Material and Methods

The attention was focused on monomeric proteins (experimental annotations from the UniProt database11). This was necessary in order to make the dataset as homogeneous as possible: in a dimer, for example, the N-terminus of a protomer interacts with three other sequence termini, which are the C-terminus of the same protein chain and the two termini of the other molecule. Such a situation is completely different from the case of the monomeric proteins, where there are only two sequence termini of opposite charge. Membrane proteins and proteins containing coiled-coils were also disregarded. Only X-ray crystal structures were retained from the PDB12, 13 and those with crystallographic resolution lower than 2.0 A were disregarded. Sequence redundancy was reduced to 90% of identity to reject multiple copies of the same structure, mutants, isoforms, and complexes with different small molecules. A more severe redundancy cutoff was not necessary, since crystallogenesis and sequence homology are likely to be unrelated. Structures with electron density gaps were also ignored. They were detected by looking at the following lines of the PDB files: The REMARK 465 lines, which list the residues that lack completely the positional coordinates; the REMARK 470 lines, which list the nonhydrogen atoms of the amino acids that do not have positional coordinates; and the REMARK 475 lines, which enumerate the residues modeled with zero occupancy. Since most of these missing atoms are at the protein surface, structures that contain them must be eliminated when the crystal packing contacts are examined. Also structures with residues conformationally disordered were eliminated, since different solvent accessibilities can be measured for different conformations not only for the disordered residue but also for the amino acids that surround it. Eventually, structures containing nonstandard amino acids were disregard, since the solvent accessible surface of these residues cannot be estimated by the program NACCESS. 399 protein crystal structures were eventually retained.
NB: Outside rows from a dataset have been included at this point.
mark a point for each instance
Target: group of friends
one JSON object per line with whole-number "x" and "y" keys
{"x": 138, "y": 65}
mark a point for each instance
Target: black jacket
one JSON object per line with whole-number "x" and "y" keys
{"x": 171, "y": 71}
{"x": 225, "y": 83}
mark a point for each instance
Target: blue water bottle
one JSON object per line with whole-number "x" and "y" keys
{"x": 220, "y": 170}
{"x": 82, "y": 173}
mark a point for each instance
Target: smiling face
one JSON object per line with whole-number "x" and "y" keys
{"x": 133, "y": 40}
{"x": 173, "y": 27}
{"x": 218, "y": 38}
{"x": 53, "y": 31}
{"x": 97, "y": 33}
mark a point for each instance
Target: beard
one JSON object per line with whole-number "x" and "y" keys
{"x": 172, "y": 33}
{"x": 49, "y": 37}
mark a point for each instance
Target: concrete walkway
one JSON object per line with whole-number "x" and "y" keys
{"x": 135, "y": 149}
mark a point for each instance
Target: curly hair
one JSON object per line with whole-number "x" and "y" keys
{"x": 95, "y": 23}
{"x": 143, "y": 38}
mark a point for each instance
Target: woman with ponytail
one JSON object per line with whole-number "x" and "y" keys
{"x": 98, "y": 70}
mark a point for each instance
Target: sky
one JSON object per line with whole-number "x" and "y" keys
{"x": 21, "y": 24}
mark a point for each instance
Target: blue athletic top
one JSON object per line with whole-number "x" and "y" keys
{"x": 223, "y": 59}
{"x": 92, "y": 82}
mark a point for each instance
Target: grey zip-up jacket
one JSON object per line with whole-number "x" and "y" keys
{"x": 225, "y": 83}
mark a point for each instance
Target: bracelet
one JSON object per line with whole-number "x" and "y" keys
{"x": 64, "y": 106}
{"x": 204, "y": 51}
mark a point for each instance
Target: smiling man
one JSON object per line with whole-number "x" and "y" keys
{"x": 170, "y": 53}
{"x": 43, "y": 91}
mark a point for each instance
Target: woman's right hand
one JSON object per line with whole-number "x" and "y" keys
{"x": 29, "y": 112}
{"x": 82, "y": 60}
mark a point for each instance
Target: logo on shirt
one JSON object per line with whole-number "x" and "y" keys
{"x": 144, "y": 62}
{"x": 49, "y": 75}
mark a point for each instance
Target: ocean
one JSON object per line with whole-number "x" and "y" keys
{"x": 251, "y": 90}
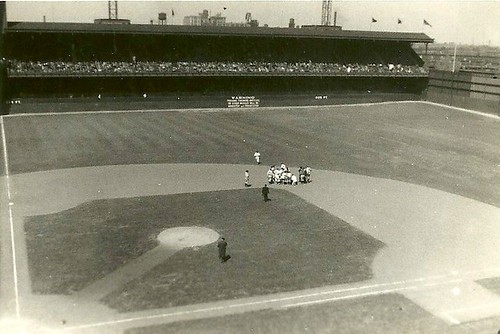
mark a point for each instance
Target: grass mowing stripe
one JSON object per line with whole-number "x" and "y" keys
{"x": 11, "y": 220}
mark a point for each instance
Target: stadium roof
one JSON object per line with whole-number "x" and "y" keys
{"x": 310, "y": 32}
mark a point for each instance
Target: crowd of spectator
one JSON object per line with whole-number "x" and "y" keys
{"x": 160, "y": 67}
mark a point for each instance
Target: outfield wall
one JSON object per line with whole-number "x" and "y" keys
{"x": 465, "y": 90}
{"x": 153, "y": 102}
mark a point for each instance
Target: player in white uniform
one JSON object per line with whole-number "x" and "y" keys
{"x": 257, "y": 157}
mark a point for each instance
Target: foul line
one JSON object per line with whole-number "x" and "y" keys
{"x": 11, "y": 220}
{"x": 282, "y": 299}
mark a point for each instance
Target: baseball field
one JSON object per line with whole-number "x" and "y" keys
{"x": 110, "y": 221}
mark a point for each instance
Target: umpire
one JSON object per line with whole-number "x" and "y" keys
{"x": 265, "y": 193}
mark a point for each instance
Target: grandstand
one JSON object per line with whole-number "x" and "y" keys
{"x": 79, "y": 60}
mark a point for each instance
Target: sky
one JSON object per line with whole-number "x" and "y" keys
{"x": 451, "y": 21}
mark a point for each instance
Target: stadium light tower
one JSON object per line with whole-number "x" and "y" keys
{"x": 326, "y": 13}
{"x": 113, "y": 10}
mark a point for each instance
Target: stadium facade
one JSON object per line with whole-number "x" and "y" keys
{"x": 84, "y": 60}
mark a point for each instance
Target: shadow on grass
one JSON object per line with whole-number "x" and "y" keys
{"x": 283, "y": 245}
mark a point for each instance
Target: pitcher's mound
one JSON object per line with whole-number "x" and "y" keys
{"x": 187, "y": 236}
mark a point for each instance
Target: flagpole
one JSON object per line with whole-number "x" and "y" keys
{"x": 454, "y": 57}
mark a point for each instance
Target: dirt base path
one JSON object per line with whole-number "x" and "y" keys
{"x": 438, "y": 243}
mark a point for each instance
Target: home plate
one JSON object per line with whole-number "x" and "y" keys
{"x": 457, "y": 303}
{"x": 180, "y": 237}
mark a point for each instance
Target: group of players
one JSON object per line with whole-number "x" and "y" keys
{"x": 282, "y": 175}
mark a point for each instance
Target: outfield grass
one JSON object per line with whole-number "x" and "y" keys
{"x": 388, "y": 314}
{"x": 419, "y": 143}
{"x": 283, "y": 245}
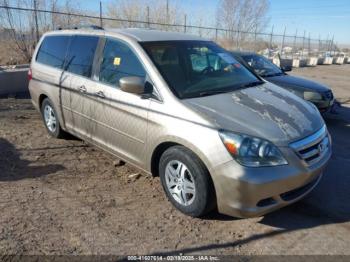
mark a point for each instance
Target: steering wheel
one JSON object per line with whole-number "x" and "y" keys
{"x": 208, "y": 69}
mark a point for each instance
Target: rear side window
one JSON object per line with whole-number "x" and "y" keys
{"x": 119, "y": 61}
{"x": 81, "y": 55}
{"x": 53, "y": 50}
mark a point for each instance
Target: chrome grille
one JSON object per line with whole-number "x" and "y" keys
{"x": 313, "y": 148}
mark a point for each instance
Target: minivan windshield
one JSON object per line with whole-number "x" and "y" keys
{"x": 262, "y": 66}
{"x": 198, "y": 68}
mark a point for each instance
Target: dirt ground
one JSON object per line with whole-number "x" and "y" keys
{"x": 66, "y": 197}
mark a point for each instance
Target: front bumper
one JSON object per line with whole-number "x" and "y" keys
{"x": 250, "y": 192}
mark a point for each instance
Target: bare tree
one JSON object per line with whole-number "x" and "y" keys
{"x": 135, "y": 13}
{"x": 24, "y": 27}
{"x": 239, "y": 17}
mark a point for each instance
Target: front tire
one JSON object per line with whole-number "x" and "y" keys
{"x": 186, "y": 181}
{"x": 50, "y": 119}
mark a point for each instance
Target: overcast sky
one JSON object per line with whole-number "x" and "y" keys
{"x": 323, "y": 18}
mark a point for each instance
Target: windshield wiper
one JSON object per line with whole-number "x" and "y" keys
{"x": 275, "y": 74}
{"x": 255, "y": 83}
{"x": 213, "y": 92}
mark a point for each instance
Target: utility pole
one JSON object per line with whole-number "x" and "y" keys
{"x": 167, "y": 11}
{"x": 185, "y": 24}
{"x": 284, "y": 36}
{"x": 36, "y": 20}
{"x": 101, "y": 21}
{"x": 148, "y": 21}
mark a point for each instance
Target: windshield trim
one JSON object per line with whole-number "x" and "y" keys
{"x": 266, "y": 60}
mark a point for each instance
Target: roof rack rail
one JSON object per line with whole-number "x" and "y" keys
{"x": 93, "y": 27}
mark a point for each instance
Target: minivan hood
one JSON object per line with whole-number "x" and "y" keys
{"x": 265, "y": 111}
{"x": 298, "y": 83}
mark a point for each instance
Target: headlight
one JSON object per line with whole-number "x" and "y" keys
{"x": 252, "y": 151}
{"x": 312, "y": 96}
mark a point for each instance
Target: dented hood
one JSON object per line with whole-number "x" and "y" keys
{"x": 265, "y": 111}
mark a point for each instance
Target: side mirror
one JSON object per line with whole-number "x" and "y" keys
{"x": 132, "y": 84}
{"x": 286, "y": 68}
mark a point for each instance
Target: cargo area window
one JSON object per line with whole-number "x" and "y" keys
{"x": 53, "y": 50}
{"x": 81, "y": 55}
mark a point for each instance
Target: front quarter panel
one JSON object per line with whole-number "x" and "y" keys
{"x": 174, "y": 122}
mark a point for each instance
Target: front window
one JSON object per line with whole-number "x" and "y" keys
{"x": 198, "y": 68}
{"x": 262, "y": 66}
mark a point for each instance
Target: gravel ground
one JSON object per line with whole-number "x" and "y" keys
{"x": 66, "y": 197}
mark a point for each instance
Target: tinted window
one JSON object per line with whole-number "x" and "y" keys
{"x": 198, "y": 68}
{"x": 119, "y": 61}
{"x": 53, "y": 51}
{"x": 81, "y": 55}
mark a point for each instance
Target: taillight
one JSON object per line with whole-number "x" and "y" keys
{"x": 30, "y": 76}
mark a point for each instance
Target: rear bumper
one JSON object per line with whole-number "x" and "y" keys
{"x": 250, "y": 192}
Crystal packing contacts were determined with the program cpc.c, which is based on a cutoff interatomic distance of 4.5 Å and was successfully used in previous studies.14, 15 Solvent accessibilities were determined with the program NACCESS (with default parameter values; that provides relative solvent accessible surface areas for each residues (these are the ratios between the solvent accessible area of the residue X in the protein and the solvent accessibility of the residue X in the tripeptide AXA in an extended conformation). A residue was considered to be accessible to the solvent if its relative accessibility was larger than zero. Residues were considered to be at the N-terminus if they were within the first Nt sequence positions (Nt = 1, 2, 3, 4, and 5). Analogously, the C-terminal residues were identified within the last Ct positions (Ct = 1, 2, 3, 4, and 5). A variety of Nt and Ct values was used to reinforce the results.


Helpful discussions with Kristina Djinovic-Carugo (Department of Structural and Computational Biology, MFPL-Vienna) are gratefully acknowledged.